I had my first Chipotle experience today. It was one of the most stressful moments of my life.
My friends love Chipotle, and so they could not believe it when I told them I'd never stepped foot inside of one. They insisted I try it. Just once. It is delicious, they said.
Despite their glowing recommendations, I wasn't sold. I needed to do some research. I browsed the reviews of the nearest Chipotle location on Yelp. It earned four stars, which was certainly a positive. But what stood out most to me in the reviews I read was this oft-repeated line: "You know what you're getting with Chipotle."
Not true. I didn't know what I'd be getting with Chipotle, because I'd never eaten at Chipotle. That's why I logged on to Yelp, so I could find out what I'd be getting with Chipotle. And the Chipotle critics hadn't been very Yelpful in that regard.
Fortunately, the official Chipotle website proved to be more insightful. It was there that I discovered Chipotle makes "food with integrity." Food with integrity, eh? Now Chipotle had my attention. I asked myself, Had I ever eaten tacos and burritos with integrity before? Sure, they contained ground beef, shredded lettuce, chopped tomatoes and tortilla strips, but did they have integrity? Did they have the quality of being honest and fair? Looking back, they probably didn't.

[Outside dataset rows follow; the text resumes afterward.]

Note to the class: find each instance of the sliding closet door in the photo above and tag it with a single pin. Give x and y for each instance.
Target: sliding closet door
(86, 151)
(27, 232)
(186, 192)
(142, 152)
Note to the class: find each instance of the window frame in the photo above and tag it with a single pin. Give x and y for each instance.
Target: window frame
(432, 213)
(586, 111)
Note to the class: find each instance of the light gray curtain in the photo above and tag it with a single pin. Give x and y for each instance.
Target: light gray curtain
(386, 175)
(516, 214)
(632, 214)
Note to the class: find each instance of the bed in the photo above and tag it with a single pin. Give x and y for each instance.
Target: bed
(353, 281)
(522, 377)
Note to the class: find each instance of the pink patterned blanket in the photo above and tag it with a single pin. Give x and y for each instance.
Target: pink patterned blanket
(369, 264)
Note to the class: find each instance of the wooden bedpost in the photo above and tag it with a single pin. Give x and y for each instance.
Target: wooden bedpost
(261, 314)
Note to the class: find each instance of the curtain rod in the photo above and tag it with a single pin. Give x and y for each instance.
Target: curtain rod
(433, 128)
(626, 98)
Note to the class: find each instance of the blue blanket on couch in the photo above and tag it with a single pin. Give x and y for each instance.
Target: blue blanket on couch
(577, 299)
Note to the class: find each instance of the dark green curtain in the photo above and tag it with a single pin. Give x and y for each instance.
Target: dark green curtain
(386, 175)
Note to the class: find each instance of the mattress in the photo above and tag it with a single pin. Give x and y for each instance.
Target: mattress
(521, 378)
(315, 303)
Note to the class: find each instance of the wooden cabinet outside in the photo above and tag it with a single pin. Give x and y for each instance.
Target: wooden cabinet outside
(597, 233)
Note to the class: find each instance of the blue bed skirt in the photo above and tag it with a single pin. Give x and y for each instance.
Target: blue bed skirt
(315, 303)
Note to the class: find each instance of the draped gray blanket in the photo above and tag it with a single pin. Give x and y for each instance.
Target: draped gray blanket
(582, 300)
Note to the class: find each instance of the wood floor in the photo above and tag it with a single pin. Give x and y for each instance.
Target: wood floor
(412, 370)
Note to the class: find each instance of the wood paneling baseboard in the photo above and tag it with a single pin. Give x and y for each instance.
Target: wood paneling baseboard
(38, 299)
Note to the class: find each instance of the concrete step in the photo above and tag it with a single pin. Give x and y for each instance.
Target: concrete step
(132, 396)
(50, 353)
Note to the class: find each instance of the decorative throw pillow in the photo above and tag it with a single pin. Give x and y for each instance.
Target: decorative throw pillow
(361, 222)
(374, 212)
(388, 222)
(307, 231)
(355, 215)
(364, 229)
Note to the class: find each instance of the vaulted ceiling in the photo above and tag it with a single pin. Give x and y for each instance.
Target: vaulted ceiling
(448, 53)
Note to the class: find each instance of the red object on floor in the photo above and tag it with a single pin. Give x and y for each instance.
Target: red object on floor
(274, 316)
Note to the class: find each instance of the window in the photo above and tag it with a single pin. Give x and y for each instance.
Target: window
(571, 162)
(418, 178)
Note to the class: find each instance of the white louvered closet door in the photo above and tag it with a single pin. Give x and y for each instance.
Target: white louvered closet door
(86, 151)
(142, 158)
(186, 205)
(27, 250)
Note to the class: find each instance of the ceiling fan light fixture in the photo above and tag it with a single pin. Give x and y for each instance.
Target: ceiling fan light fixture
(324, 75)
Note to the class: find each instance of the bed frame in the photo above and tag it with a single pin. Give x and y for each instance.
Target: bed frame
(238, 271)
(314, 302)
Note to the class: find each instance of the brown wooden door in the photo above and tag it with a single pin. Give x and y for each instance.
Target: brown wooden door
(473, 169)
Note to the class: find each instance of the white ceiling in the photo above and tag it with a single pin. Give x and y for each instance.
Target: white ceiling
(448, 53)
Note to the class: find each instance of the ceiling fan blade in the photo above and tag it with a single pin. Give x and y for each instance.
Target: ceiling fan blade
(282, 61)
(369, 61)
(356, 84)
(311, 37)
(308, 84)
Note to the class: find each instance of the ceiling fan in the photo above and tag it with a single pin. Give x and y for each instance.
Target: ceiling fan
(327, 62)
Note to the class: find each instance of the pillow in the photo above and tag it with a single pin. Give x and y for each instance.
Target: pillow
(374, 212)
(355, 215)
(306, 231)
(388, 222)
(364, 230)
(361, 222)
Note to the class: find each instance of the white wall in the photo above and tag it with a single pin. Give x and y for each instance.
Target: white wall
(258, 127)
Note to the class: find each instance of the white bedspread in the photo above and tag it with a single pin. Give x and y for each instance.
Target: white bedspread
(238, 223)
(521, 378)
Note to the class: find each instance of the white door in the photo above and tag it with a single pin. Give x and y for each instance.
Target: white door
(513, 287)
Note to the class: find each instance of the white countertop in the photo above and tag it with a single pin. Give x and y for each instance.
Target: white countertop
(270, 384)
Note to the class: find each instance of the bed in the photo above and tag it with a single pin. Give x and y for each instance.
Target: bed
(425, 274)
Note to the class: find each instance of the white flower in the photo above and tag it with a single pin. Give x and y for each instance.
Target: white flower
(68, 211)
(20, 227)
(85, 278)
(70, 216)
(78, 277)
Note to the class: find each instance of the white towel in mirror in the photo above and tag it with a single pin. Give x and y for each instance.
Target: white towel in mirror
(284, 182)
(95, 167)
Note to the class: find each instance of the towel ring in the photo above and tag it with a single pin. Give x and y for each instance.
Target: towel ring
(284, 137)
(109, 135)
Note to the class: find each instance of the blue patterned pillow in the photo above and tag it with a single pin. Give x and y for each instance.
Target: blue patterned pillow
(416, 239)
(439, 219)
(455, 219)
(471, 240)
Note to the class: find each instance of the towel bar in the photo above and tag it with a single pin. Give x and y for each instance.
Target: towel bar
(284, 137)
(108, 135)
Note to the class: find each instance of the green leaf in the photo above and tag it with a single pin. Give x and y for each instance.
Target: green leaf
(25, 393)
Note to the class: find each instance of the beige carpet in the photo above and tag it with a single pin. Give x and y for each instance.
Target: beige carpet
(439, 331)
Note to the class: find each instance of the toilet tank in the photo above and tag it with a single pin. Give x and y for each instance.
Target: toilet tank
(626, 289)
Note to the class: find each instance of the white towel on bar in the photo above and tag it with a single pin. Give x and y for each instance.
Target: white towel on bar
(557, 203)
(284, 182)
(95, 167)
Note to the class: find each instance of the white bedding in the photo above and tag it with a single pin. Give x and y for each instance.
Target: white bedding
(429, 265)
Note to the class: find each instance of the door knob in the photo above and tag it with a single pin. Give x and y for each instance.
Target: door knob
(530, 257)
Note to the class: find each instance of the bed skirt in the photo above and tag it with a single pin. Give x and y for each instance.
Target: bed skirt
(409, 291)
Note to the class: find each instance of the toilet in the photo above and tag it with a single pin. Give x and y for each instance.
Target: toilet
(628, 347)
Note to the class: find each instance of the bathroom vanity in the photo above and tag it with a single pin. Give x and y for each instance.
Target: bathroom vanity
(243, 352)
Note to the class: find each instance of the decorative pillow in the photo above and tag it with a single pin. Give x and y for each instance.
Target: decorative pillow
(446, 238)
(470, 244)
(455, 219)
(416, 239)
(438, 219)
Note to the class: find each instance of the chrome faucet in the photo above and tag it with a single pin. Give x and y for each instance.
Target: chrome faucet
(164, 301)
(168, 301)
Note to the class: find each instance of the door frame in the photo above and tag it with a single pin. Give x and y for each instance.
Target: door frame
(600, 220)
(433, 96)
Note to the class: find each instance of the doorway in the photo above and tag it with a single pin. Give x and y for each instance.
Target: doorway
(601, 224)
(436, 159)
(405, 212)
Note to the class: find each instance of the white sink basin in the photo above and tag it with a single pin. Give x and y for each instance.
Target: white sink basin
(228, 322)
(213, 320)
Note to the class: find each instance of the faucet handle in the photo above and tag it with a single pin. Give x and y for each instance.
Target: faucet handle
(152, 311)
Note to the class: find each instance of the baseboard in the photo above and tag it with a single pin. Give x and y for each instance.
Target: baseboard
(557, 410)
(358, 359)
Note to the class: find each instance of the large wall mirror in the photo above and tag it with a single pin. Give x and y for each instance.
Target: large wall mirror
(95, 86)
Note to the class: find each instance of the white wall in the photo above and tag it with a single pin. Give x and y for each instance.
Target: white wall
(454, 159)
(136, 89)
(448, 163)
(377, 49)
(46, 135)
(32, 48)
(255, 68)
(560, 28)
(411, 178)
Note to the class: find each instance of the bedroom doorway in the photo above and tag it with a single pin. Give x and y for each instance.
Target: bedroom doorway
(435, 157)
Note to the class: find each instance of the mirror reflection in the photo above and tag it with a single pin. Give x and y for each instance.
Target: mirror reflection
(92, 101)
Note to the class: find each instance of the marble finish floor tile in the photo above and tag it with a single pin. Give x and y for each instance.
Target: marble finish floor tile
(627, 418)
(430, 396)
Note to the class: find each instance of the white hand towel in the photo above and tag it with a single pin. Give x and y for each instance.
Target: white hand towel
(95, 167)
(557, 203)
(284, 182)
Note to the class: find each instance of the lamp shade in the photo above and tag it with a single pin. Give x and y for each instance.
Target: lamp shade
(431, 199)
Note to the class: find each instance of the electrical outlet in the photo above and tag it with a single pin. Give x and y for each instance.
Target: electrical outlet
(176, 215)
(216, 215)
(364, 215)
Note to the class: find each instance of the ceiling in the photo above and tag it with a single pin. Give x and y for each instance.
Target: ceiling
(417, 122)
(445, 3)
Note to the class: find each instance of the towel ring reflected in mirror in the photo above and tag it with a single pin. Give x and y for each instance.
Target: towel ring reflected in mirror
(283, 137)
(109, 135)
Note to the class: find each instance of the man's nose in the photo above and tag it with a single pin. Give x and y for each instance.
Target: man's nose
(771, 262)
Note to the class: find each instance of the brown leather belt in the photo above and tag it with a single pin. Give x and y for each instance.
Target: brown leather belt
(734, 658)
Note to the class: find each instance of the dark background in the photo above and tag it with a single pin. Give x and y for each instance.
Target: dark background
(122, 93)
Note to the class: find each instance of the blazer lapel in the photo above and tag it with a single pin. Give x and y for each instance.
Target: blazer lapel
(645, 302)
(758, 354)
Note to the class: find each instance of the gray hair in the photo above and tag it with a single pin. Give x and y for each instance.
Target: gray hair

One more thing I learned from the Chipotle website: Its menu isn't long, but it's "long on options." I weighed all of those options as I stood in line at the local Chipotle later on. I could order a burrito or a burrito bowl. Or a crispy taco or a soft taco. And I could choose my own rice, beans and meat, and add guacamole, salsa and cheese, or sour cream.
In retrospect, I should have studied the menu more carefully before I left the house. I should have crammed for what turned out to be an elaborate fast-food quiz. Is Chipotle even fast food? Having me choose my own ingredients slows down the process considerably.
I waited until the last possible moment before placing my order. I settled on the first option that came to mind: the burrito bowl. Dinner's answer to the breakfast cereal. I received my burrito bowl, paid for the meal, lifted my tray from the counter, turned around, and -- oh no -- the only seats available were at a communal table. I was not happy. I hadn't gone to Chipotle for a communal experience. On the contrary, I had hoped for the traditional fast-food experience -- sitting alone at a small table, preferably in a corner.
I suffered a terrible flashback to my first day of middle school, in September of 1991. It was my lunch period, and inside the cafeteria I purchased a meal consisting of a microwaved hamburger and tater tots. I entered the seating area, and suddenly I was surrounded by strangers, with limited seating options at the communal tables. I was too nervous and too unwilling to share my first middle school meal with a bunch of kids I didn't know. I sneaked my burger and tots to the school library and ate them discreetly behind a shelf of John Steinbeck books.
I was overcome by the same emotions as I stood in Chipotle with my burrito bowl, my chips, and my medium-sized Coke. But I was an adult now. I had matured. I walked toward the communal table. I walked toward the empty seats. I walked past the empty seats. I walked out the door. I walked two blocks to a public library. And I ate my burrito bowl and chips behind a shelf of John Steinbeck books.
After I finished my meal, I left my tray on a table and hopped on one of the available computers. I logged on to Yelp and left a review for Chipotle. I gave it three stars. I wrote, "I now know what I'm getting with Chipotle: food with integrity. Long on menu options but short on seating options."